Gun Frontier has been met with mixed critical reception from reviewers since its initial release. In Japan, Game Machine listed the game as the most successful table arcade unit of February 1991. In the April 1991 issue of Japanese publication Micom BASIC Magazine, the game was ranked on the number fifteen spot in terms of popularity. In a 2010 interview, composer Manabu Namiki regarded Gun Frontier as one of the shoot 'em ups he enjoys the most.

Review scores
| Publication | Score |
|---|---|
| Famitsu | (Saturn) 53% |
| M! Games | (Saturn) 29% |
| Zero | (Arcade) 2/5 |
| PlayStation Magazine (JP) | (Saturn) 18.8/30 |
| Saturn Fan | (SS) 5.8/10 |
| Sega Saturn Magazine (JP) | (Saturn) 5.66 / 10 |

Award
| Publication | Award |
|---|---|
| Gamest Mook (1998) | Grand Prize 7th, Best Shooting Award 5th, Best Production Award 5th, Best Graphic Award 3rd, Best VGM Award 8th, Annual Hit Game 34th (Arcade) |

== Legacy ==
After the initial release of Gun Frontier in arcades, Senba and some members of the development team would later go on to create the horizontally scrolling shooter Metal Black for Taito, which was produced under the internal working title Project Gun Frontier 2; however, its actual connection to the original entry is loose at best. The science fiction third-person shooter PlayStation game Cosmo Warrior Zero features a fictional planet that bears a resemblance to Gloria as its main setting.

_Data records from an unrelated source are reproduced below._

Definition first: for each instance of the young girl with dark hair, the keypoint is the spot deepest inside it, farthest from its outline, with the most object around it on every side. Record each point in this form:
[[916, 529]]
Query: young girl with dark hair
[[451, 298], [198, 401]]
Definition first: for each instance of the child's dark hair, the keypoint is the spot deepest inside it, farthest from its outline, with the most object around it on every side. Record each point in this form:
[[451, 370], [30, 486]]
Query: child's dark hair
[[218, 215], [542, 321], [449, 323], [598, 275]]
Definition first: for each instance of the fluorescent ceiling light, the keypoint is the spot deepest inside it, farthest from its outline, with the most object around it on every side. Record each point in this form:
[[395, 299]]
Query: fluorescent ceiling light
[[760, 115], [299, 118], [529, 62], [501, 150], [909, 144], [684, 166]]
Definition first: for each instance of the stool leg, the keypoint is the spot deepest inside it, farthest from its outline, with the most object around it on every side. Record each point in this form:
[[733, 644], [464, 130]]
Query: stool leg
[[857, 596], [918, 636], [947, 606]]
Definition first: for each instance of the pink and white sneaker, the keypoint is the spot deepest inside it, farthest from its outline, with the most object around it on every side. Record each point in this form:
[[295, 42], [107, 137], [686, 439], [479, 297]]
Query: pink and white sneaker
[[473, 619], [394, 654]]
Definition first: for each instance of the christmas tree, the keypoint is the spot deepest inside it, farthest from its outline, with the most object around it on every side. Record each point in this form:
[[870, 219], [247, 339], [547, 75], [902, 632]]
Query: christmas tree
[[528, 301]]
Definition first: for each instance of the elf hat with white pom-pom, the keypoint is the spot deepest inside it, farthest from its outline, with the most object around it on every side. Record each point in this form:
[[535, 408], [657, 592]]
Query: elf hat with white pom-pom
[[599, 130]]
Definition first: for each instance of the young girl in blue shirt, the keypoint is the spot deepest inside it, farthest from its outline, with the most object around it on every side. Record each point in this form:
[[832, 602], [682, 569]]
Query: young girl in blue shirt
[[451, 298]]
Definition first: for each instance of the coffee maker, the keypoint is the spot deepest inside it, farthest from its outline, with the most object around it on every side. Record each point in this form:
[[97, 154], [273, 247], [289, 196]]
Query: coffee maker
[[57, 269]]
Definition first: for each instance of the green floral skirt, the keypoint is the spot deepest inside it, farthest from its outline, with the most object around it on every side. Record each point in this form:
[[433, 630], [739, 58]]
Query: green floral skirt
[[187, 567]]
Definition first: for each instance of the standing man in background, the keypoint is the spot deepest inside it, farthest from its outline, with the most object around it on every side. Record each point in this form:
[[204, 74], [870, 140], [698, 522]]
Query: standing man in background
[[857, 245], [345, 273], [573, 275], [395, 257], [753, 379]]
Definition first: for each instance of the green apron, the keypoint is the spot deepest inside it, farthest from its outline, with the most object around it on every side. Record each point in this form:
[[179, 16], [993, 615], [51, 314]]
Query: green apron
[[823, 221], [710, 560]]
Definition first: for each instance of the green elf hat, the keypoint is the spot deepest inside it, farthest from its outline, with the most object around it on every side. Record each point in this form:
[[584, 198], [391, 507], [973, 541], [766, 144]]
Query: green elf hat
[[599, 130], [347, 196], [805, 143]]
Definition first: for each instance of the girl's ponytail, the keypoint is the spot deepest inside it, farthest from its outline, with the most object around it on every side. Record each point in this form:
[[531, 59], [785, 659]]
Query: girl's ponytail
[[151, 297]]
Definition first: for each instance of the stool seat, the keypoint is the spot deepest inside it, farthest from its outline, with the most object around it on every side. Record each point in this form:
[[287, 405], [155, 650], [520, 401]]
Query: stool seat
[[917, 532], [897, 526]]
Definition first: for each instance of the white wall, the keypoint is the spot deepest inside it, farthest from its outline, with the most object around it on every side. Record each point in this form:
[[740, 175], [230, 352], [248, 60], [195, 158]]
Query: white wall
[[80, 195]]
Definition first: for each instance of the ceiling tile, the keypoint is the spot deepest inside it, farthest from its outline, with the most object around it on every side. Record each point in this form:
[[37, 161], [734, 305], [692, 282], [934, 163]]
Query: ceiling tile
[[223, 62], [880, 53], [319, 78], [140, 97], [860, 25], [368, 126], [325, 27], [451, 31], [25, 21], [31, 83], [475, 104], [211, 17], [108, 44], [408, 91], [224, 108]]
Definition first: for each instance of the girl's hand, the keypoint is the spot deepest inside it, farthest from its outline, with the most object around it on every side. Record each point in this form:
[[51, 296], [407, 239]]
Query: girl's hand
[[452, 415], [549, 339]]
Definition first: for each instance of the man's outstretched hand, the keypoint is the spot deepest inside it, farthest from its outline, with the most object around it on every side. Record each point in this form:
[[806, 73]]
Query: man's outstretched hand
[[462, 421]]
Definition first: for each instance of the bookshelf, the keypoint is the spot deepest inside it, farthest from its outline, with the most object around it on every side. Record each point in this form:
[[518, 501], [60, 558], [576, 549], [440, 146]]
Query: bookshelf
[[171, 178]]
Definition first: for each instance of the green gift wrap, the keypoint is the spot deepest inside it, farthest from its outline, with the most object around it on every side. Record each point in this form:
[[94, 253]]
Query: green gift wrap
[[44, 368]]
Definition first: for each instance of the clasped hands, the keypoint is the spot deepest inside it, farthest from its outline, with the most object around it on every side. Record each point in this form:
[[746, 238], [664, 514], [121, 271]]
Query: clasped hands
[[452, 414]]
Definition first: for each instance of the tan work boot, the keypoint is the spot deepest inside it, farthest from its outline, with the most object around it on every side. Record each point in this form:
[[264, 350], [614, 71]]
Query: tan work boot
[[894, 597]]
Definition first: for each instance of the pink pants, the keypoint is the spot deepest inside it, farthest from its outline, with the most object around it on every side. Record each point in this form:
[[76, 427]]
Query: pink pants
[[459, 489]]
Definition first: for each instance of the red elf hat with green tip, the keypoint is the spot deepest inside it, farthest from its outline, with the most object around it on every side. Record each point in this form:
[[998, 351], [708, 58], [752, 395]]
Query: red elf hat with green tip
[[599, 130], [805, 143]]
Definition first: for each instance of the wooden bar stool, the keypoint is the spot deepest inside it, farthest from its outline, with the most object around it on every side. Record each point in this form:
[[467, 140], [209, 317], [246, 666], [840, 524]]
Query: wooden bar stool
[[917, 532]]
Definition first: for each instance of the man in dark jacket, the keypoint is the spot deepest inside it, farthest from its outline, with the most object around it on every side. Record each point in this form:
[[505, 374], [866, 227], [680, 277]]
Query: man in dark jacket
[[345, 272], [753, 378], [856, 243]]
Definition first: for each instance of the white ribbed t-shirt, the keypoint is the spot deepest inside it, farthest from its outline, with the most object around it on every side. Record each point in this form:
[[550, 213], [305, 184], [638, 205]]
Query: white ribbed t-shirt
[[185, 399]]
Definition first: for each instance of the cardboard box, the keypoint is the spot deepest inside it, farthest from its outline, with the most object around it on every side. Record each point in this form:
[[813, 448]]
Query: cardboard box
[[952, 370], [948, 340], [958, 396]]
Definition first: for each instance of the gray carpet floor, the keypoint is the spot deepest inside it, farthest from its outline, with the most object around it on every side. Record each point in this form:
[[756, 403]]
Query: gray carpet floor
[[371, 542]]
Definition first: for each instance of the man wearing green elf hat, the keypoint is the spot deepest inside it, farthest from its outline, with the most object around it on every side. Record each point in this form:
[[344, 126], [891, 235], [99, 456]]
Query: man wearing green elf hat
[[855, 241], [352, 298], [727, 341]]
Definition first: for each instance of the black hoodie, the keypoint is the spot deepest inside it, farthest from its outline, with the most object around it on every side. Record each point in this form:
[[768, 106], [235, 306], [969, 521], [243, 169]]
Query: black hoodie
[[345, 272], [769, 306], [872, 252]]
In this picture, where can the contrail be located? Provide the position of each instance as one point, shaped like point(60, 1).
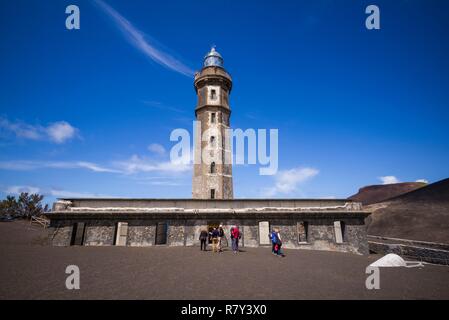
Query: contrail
point(137, 38)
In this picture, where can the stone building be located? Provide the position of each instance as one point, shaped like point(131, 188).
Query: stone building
point(212, 176)
point(320, 224)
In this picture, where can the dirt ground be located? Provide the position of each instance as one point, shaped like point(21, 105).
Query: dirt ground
point(29, 269)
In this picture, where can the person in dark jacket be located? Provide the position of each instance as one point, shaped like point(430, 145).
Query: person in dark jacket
point(203, 238)
point(215, 235)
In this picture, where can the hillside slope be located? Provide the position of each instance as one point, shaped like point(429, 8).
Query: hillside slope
point(422, 214)
point(378, 193)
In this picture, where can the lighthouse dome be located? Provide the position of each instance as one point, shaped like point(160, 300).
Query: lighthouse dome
point(213, 58)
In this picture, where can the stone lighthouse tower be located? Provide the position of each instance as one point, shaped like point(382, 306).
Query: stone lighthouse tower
point(212, 173)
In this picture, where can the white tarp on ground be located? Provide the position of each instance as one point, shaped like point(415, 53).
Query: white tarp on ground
point(393, 260)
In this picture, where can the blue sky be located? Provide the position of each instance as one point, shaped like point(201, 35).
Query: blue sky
point(89, 112)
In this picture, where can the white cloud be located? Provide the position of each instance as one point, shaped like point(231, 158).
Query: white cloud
point(27, 165)
point(61, 131)
point(288, 181)
point(422, 180)
point(71, 194)
point(133, 165)
point(138, 164)
point(157, 148)
point(58, 132)
point(142, 42)
point(16, 190)
point(389, 179)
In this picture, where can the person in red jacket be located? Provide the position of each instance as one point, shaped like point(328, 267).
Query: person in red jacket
point(235, 237)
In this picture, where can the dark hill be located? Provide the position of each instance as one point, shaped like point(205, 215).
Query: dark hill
point(378, 193)
point(422, 214)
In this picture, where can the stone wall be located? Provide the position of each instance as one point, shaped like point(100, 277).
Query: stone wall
point(185, 232)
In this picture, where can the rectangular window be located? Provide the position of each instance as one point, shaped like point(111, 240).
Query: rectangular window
point(264, 233)
point(303, 229)
point(339, 228)
point(78, 231)
point(122, 234)
point(161, 233)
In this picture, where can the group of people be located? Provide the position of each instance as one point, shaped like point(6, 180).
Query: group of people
point(217, 236)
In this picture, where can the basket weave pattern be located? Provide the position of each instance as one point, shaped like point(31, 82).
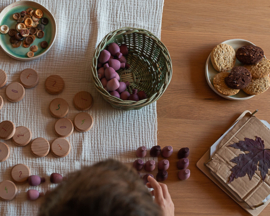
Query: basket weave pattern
point(150, 71)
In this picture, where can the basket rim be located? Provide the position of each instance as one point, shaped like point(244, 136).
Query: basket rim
point(128, 103)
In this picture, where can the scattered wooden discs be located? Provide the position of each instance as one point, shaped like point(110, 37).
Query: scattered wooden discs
point(59, 108)
point(22, 136)
point(3, 78)
point(20, 173)
point(7, 130)
point(8, 190)
point(60, 147)
point(64, 127)
point(1, 102)
point(83, 100)
point(40, 147)
point(83, 122)
point(15, 92)
point(29, 78)
point(4, 152)
point(54, 84)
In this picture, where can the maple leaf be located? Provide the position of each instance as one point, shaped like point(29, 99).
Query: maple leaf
point(248, 163)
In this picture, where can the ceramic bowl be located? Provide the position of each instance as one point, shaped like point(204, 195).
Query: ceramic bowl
point(210, 72)
point(20, 52)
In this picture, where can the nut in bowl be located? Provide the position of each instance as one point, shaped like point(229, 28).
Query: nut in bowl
point(237, 70)
point(30, 26)
point(131, 68)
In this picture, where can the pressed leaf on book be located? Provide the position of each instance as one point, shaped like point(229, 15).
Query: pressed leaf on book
point(248, 163)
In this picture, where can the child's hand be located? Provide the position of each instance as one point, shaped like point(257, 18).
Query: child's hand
point(162, 196)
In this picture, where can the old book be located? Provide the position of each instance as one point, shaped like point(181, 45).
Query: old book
point(252, 191)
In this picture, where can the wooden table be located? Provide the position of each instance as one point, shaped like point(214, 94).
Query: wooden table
point(190, 113)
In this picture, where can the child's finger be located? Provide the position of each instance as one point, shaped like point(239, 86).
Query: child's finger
point(156, 186)
point(165, 191)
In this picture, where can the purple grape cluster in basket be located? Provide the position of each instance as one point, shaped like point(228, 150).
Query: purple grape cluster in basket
point(109, 62)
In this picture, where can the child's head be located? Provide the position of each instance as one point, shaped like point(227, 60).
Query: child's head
point(108, 188)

In the 2010 self-published book by Cave, which chronicled their past and most recent works up to that point, Battle Garegga and Recca programmer Shinobu Yagawa regarded Gun Frontier as one of his favorite titles, with Yagawa revealing in a 2011 interview with Monthly Arcadia that he wanted to develop a game similar to it. A compilation album containing the soundtrack to the game, as well as the soundtracks for Metal Black and Dino Rex, was released in 2012.